5. コピーフリーでも成り立つコンテンツ製作者側の集金モデル

 では、何かこれでうまくいくものがあるのか?というと、私の方では確実にあると思ってます。私の方でも現実的でないものを入れれば4つか5つは思いつきます。

 いくつか書いてみると、まず性善説を信じて単純に

カンパに頼る

というのがありますがこれは現在のシェアウェアの課金システムと同じであまり現実的ではないでしょう。何かメリットがなければタダですむところにお金は出さないでしょうから。

 あと2ちゃんで前にも書きましたが別の案として

「インターネットプロバイダ側で強制的にコンテンツ代金を一定額徴収してしまう(もしくは文化税的税金方式)」

というのもあります。この方式はISPや回線事業者の方々に検討してみて頂きたいモデルではありますが、ただこれはちと後ろ向きでしょう。どんなにコンテンツに人気が出てもそれほどお金が集まりませんし、それに誰がどういう基準でそれを分配するのかという大きな問題が残ります。

 ということでもっと積極的にお金が流れるモデルというのが理想ですが、こちらで思いつくものでこれに相当するのは、

「現在の株のシステムに近いもの」

です。例としてもう少し詳しく書くとこんなシステム→デジタル証券システム

 インターネットオークションやシェアウェアの課金システムに似た部分もありますが、現在の株式のシステムをより簡略化しデジタルコンテンツ向けにしたシステムです。こういうのはインターネットオークションやシェアウェアの課金システムなどをやっている方々に検討してほしいモデルですが、ビジネス的にはデジタル証券の認証サーバーを用意するだけですので鯖さえ確保できれば誰でも始められるサービスなのではないかと。

 良く考えれば分かりますが、コンテンツを見ている方が積極的にそれにお金を出したくなれば良いわけです。それなら、ユーザー側にコンテンツを見抜く目があればユーザー側にも見返りがあるようなモデルにすれば積極的にお金は集まるはずですし、コンテンツ供給側にその一部でもリターンされればコンテンツはコピーフリーでもかまわないはずです。現状でもコンテンツ制作側には一部しかお金が戻ってきていません。

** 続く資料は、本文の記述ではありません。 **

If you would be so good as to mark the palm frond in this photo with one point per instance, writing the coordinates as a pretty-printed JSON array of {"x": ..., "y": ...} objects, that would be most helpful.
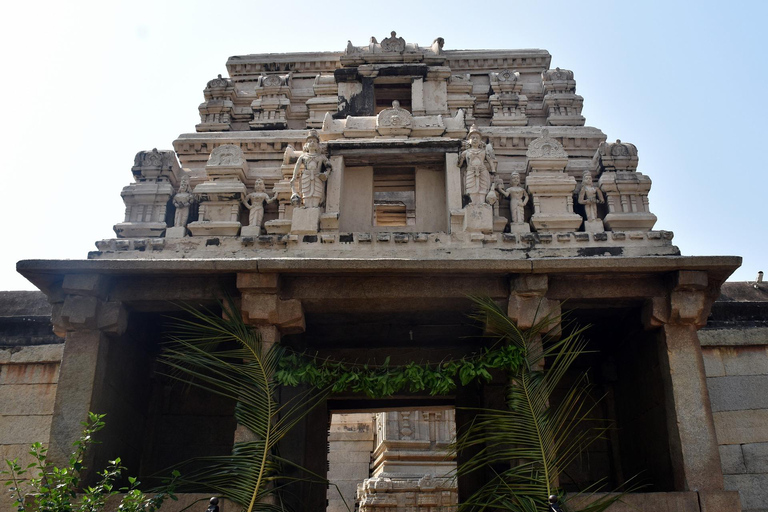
[
  {"x": 528, "y": 446},
  {"x": 222, "y": 354}
]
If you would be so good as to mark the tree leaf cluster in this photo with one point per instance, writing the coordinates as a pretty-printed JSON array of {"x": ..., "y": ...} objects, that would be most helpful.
[{"x": 44, "y": 487}]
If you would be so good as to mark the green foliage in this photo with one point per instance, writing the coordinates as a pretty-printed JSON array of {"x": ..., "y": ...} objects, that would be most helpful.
[
  {"x": 542, "y": 437},
  {"x": 383, "y": 380},
  {"x": 222, "y": 354},
  {"x": 54, "y": 489}
]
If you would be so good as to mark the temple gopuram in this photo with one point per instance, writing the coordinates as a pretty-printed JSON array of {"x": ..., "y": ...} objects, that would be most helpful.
[{"x": 351, "y": 203}]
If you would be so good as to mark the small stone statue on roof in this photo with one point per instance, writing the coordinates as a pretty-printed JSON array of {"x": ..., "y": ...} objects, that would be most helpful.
[
  {"x": 214, "y": 505},
  {"x": 590, "y": 196},
  {"x": 310, "y": 173},
  {"x": 481, "y": 162},
  {"x": 255, "y": 202},
  {"x": 183, "y": 201},
  {"x": 518, "y": 198}
]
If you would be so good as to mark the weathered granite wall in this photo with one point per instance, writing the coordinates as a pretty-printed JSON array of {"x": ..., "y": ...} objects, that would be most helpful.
[
  {"x": 30, "y": 355},
  {"x": 735, "y": 346}
]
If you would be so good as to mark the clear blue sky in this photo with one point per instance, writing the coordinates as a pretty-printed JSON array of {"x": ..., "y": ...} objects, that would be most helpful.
[{"x": 88, "y": 84}]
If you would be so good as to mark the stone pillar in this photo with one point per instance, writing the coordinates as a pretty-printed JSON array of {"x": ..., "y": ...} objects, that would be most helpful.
[
  {"x": 453, "y": 192},
  {"x": 87, "y": 321},
  {"x": 528, "y": 303},
  {"x": 691, "y": 428}
]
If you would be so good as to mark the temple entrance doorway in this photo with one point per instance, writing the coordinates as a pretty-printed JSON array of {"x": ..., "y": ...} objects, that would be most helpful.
[{"x": 398, "y": 457}]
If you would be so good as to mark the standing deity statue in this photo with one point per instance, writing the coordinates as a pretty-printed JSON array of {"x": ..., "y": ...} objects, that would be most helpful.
[
  {"x": 518, "y": 198},
  {"x": 590, "y": 196},
  {"x": 310, "y": 189},
  {"x": 492, "y": 198},
  {"x": 255, "y": 202},
  {"x": 481, "y": 162},
  {"x": 183, "y": 201}
]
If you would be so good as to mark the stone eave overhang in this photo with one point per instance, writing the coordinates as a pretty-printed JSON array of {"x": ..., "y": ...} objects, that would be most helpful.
[{"x": 43, "y": 272}]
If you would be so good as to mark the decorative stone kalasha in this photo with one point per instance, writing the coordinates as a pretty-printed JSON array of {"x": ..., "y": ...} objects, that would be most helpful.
[
  {"x": 326, "y": 99},
  {"x": 216, "y": 111},
  {"x": 255, "y": 202},
  {"x": 412, "y": 468},
  {"x": 507, "y": 102},
  {"x": 308, "y": 187},
  {"x": 183, "y": 202},
  {"x": 146, "y": 201},
  {"x": 220, "y": 197},
  {"x": 273, "y": 99},
  {"x": 562, "y": 103},
  {"x": 518, "y": 198},
  {"x": 589, "y": 197},
  {"x": 551, "y": 188},
  {"x": 626, "y": 189},
  {"x": 395, "y": 121}
]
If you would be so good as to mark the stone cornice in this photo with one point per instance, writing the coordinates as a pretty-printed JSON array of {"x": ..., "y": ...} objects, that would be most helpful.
[{"x": 719, "y": 267}]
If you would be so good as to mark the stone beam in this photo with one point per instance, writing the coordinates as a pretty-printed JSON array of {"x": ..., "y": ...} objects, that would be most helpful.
[{"x": 693, "y": 443}]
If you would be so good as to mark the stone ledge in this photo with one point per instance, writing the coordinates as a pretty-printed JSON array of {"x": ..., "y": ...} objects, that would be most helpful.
[{"x": 738, "y": 336}]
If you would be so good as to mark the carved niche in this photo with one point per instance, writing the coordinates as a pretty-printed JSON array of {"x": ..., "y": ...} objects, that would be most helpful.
[
  {"x": 146, "y": 201},
  {"x": 562, "y": 103}
]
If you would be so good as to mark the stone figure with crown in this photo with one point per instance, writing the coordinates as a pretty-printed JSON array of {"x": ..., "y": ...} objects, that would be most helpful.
[{"x": 308, "y": 186}]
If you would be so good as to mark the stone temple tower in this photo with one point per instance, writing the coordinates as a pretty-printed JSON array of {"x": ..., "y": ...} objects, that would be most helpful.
[{"x": 351, "y": 202}]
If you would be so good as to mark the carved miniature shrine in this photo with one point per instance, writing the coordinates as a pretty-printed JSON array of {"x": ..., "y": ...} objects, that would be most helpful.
[{"x": 351, "y": 202}]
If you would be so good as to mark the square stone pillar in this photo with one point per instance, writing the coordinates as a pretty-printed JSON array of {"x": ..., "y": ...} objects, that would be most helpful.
[{"x": 691, "y": 428}]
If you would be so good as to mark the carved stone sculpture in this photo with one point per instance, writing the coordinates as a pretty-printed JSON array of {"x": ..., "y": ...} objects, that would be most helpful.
[
  {"x": 255, "y": 202},
  {"x": 550, "y": 187},
  {"x": 310, "y": 173},
  {"x": 221, "y": 195},
  {"x": 308, "y": 186},
  {"x": 590, "y": 196},
  {"x": 182, "y": 200},
  {"x": 393, "y": 43},
  {"x": 156, "y": 173},
  {"x": 518, "y": 198},
  {"x": 481, "y": 162},
  {"x": 394, "y": 121}
]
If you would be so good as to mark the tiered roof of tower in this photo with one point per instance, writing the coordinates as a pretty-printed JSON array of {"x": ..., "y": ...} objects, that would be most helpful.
[{"x": 389, "y": 149}]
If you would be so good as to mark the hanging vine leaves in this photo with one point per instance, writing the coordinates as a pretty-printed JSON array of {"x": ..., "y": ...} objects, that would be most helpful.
[{"x": 378, "y": 381}]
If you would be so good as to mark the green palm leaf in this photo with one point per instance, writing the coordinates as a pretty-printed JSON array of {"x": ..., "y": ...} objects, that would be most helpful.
[
  {"x": 534, "y": 440},
  {"x": 222, "y": 354}
]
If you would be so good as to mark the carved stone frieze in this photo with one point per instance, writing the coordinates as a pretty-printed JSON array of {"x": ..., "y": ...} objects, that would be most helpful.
[
  {"x": 221, "y": 195},
  {"x": 217, "y": 109},
  {"x": 561, "y": 102},
  {"x": 146, "y": 201}
]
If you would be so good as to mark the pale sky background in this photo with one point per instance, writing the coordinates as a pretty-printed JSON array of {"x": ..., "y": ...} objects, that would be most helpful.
[{"x": 88, "y": 84}]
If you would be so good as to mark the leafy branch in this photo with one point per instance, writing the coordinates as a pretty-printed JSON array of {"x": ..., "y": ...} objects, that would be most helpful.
[{"x": 383, "y": 380}]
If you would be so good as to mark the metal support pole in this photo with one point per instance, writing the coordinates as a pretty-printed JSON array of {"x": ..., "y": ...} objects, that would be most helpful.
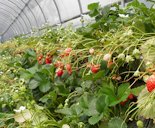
[
  {"x": 32, "y": 14},
  {"x": 41, "y": 11},
  {"x": 57, "y": 8},
  {"x": 81, "y": 12}
]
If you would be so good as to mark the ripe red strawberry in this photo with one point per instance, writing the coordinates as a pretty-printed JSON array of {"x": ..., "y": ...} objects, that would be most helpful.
[
  {"x": 59, "y": 72},
  {"x": 67, "y": 51},
  {"x": 110, "y": 63},
  {"x": 131, "y": 96},
  {"x": 40, "y": 57},
  {"x": 48, "y": 60},
  {"x": 123, "y": 102},
  {"x": 95, "y": 68},
  {"x": 59, "y": 64},
  {"x": 91, "y": 51},
  {"x": 150, "y": 83},
  {"x": 69, "y": 69}
]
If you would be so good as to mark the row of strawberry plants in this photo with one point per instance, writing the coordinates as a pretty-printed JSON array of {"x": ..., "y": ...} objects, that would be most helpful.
[{"x": 85, "y": 78}]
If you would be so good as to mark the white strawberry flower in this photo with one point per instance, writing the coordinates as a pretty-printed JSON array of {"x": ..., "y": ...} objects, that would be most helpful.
[
  {"x": 129, "y": 58},
  {"x": 123, "y": 16},
  {"x": 21, "y": 108},
  {"x": 65, "y": 126},
  {"x": 128, "y": 33},
  {"x": 136, "y": 51},
  {"x": 107, "y": 57},
  {"x": 121, "y": 56},
  {"x": 91, "y": 51}
]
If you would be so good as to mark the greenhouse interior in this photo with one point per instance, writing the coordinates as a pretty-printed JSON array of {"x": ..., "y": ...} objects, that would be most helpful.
[{"x": 77, "y": 63}]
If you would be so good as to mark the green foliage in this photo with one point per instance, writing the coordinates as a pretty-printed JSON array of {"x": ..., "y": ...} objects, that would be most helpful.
[{"x": 117, "y": 122}]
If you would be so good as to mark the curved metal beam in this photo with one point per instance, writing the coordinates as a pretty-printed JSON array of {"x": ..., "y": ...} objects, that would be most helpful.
[
  {"x": 6, "y": 14},
  {"x": 14, "y": 30},
  {"x": 20, "y": 26},
  {"x": 32, "y": 14},
  {"x": 57, "y": 8},
  {"x": 15, "y": 12},
  {"x": 3, "y": 23},
  {"x": 23, "y": 11},
  {"x": 41, "y": 11}
]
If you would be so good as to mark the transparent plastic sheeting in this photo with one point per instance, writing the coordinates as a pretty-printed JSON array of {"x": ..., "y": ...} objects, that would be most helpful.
[{"x": 21, "y": 16}]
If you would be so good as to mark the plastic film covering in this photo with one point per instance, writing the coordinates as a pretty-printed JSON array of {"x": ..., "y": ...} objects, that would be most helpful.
[{"x": 22, "y": 16}]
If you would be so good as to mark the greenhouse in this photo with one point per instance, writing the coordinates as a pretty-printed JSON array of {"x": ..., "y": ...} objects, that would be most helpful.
[{"x": 77, "y": 63}]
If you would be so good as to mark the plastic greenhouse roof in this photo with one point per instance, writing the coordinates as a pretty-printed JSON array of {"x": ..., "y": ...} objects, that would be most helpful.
[{"x": 21, "y": 16}]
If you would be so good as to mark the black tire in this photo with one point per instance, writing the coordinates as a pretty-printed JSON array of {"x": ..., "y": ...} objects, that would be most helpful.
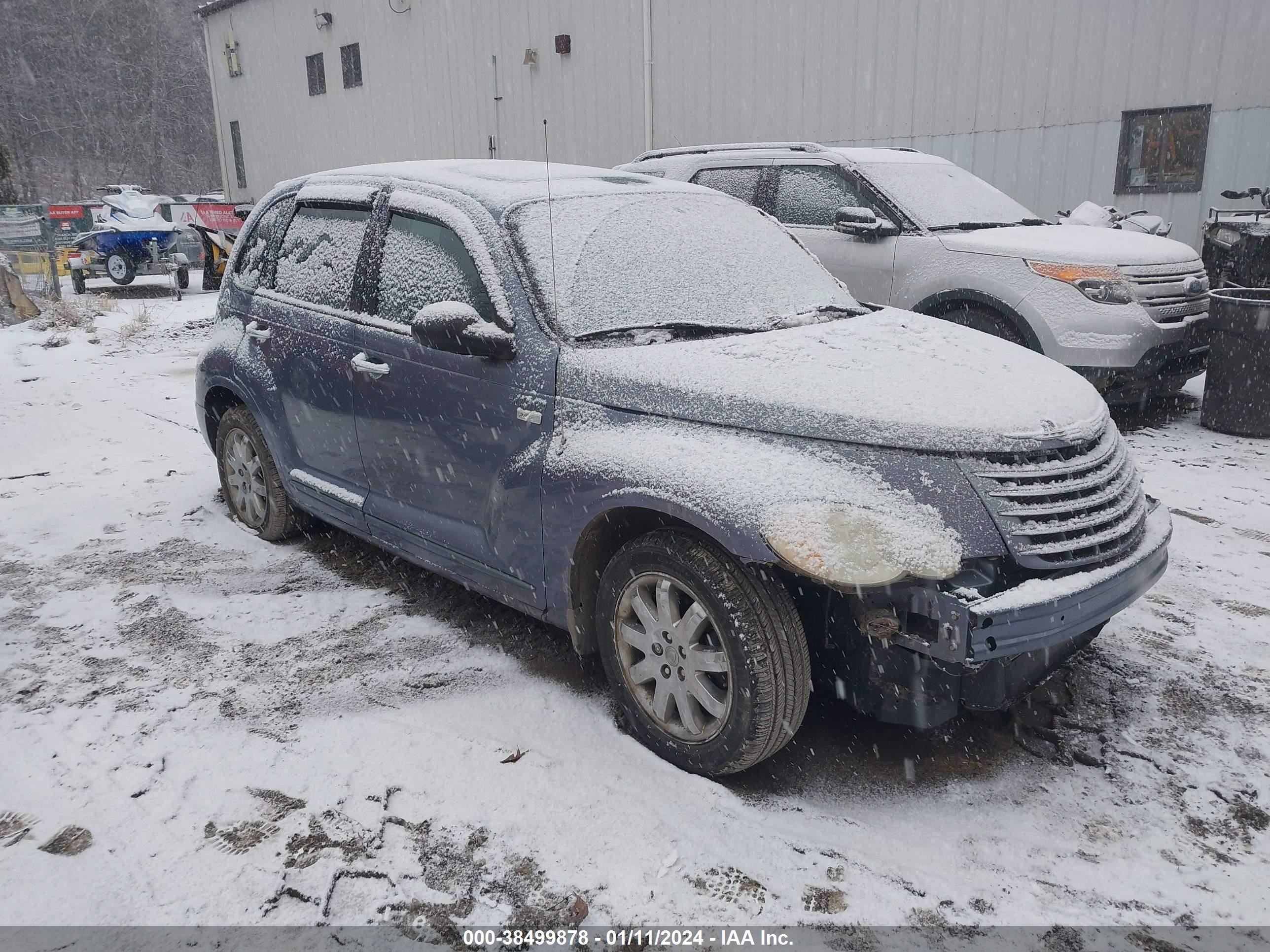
[
  {"x": 211, "y": 280},
  {"x": 127, "y": 271},
  {"x": 752, "y": 620},
  {"x": 280, "y": 518},
  {"x": 986, "y": 320}
]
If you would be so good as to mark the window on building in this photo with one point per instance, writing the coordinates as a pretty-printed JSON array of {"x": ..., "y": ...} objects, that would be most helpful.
[
  {"x": 812, "y": 195},
  {"x": 319, "y": 256},
  {"x": 426, "y": 263},
  {"x": 1163, "y": 150},
  {"x": 740, "y": 182},
  {"x": 351, "y": 63},
  {"x": 239, "y": 164},
  {"x": 317, "y": 70}
]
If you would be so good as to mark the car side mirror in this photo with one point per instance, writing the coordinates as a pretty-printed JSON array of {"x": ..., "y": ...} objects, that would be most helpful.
[
  {"x": 459, "y": 329},
  {"x": 861, "y": 223}
]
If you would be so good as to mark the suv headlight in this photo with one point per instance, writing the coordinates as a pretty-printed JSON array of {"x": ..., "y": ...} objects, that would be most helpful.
[
  {"x": 1103, "y": 283},
  {"x": 861, "y": 547}
]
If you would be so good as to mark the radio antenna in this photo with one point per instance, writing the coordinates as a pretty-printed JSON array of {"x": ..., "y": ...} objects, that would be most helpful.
[{"x": 546, "y": 151}]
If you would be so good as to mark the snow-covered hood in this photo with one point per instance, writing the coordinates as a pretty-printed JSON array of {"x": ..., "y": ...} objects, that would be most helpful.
[
  {"x": 1070, "y": 244},
  {"x": 892, "y": 378}
]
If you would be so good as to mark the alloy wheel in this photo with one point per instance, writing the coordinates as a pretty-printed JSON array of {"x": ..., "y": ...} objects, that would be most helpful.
[
  {"x": 672, "y": 658},
  {"x": 244, "y": 477}
]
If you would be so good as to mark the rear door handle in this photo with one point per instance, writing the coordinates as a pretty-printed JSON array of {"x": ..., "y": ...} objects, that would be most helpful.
[{"x": 364, "y": 365}]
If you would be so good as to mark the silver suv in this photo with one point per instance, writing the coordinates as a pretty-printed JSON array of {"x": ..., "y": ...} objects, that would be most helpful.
[{"x": 916, "y": 232}]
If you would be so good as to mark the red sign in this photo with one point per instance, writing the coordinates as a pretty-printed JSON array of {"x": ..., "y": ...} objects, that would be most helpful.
[{"x": 219, "y": 216}]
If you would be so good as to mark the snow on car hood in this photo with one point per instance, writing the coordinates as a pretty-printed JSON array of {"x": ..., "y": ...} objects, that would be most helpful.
[
  {"x": 891, "y": 378},
  {"x": 1070, "y": 244}
]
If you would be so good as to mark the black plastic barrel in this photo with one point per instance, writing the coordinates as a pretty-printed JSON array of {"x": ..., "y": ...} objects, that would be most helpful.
[{"x": 1237, "y": 389}]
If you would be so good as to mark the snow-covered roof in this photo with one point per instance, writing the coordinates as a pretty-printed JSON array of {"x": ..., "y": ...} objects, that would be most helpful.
[
  {"x": 498, "y": 183},
  {"x": 865, "y": 154}
]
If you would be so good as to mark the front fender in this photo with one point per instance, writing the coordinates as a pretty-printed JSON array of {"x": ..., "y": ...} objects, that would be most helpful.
[{"x": 729, "y": 483}]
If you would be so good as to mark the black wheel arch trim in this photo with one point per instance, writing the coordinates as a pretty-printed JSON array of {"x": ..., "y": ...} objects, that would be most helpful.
[{"x": 938, "y": 304}]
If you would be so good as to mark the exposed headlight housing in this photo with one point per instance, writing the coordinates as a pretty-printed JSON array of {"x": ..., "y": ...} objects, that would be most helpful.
[
  {"x": 1097, "y": 282},
  {"x": 860, "y": 547}
]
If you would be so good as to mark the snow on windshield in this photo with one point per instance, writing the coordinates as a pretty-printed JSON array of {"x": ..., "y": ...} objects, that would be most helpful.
[
  {"x": 943, "y": 193},
  {"x": 639, "y": 259}
]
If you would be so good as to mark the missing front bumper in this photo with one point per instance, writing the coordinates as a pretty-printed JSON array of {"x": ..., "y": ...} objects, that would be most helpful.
[{"x": 984, "y": 654}]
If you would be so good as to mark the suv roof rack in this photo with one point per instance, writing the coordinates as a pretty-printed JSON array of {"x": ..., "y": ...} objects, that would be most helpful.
[{"x": 729, "y": 148}]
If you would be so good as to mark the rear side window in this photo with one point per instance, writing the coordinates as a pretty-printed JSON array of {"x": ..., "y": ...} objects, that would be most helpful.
[
  {"x": 319, "y": 254},
  {"x": 252, "y": 263},
  {"x": 812, "y": 195},
  {"x": 740, "y": 182},
  {"x": 424, "y": 263}
]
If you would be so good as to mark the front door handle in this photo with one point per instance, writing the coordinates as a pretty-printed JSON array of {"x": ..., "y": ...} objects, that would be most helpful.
[{"x": 364, "y": 365}]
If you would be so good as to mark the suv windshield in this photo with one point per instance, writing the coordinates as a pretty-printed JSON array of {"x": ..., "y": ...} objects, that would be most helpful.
[
  {"x": 667, "y": 259},
  {"x": 945, "y": 196}
]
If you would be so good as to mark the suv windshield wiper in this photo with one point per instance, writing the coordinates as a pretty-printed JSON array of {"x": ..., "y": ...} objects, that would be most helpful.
[
  {"x": 977, "y": 225},
  {"x": 670, "y": 325}
]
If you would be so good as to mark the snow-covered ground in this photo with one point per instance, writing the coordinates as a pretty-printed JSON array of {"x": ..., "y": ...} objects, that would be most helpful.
[{"x": 313, "y": 732}]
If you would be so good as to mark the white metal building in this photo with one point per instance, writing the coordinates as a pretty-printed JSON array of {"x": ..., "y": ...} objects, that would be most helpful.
[{"x": 1051, "y": 101}]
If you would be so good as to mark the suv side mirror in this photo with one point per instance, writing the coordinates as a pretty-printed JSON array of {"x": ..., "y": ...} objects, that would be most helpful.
[
  {"x": 861, "y": 223},
  {"x": 459, "y": 329}
]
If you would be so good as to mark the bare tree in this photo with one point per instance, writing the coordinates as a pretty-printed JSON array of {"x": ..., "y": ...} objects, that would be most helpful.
[{"x": 97, "y": 92}]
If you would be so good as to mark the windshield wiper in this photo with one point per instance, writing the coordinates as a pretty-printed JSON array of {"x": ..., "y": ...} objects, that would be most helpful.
[
  {"x": 670, "y": 325},
  {"x": 977, "y": 225}
]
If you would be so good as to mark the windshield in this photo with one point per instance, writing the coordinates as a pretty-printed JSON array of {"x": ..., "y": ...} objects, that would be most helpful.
[
  {"x": 943, "y": 195},
  {"x": 665, "y": 259}
]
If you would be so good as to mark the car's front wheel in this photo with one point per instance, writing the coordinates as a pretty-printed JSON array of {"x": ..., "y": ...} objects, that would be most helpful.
[
  {"x": 706, "y": 657},
  {"x": 250, "y": 480}
]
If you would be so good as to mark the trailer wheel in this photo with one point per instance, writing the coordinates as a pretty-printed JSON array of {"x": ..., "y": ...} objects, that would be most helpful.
[{"x": 121, "y": 268}]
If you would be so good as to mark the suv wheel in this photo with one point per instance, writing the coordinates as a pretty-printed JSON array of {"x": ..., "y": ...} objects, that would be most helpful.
[
  {"x": 986, "y": 320},
  {"x": 249, "y": 479},
  {"x": 706, "y": 657}
]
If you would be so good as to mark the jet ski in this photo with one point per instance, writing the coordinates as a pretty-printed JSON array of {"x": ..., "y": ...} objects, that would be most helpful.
[{"x": 130, "y": 238}]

 そもそも現在のコンテンツ流通の根本的な問題点はコピーやその配信にあるのではなく、前にも書きましたが、情報はタダが当たり前というインターネット世界における集金モデルの不備でしょう。既出の情報は共有前提でタダが基本というインターネットの世界において、すでにタダ扱いになっている箇所で昔のモデルに基づいてお金を取ろうとしているので現状矛盾が生じているのではないかと。既出の情報はタダでも、将来出てくる情報とその可能性でお金が取れるはずです。こういう可能性を無視してP2P技術そのものを悪と決め付けて排除しようとすると最終的にインターネット技術そのものの排除につながるでしょう。


6. 最後に

 ということで、他にも案はたくさんあるとは思いますが、とりあえずファイル共有ソフト(というかインターネットそのもの)による自由なコンテンツ流通とコンテンツ制作側の利益確保とは矛盾しないものだと思います。問題はこれが可能なのにこれをやろうとしないで思考停止していることではないのでしょうか?とりあえず後ろばかり向いていても先に進まないと思いますので、やる気のある方はこういうシステムを考えてみてください。

 なお、こんなこと考えているので放置になってますがWinnyもちまちまとバージョンアップしていく予定ですのでそちらは気長にお待ちください。とりあえずファイル共有側も含めてトリップ認証周辺は変えたいところです。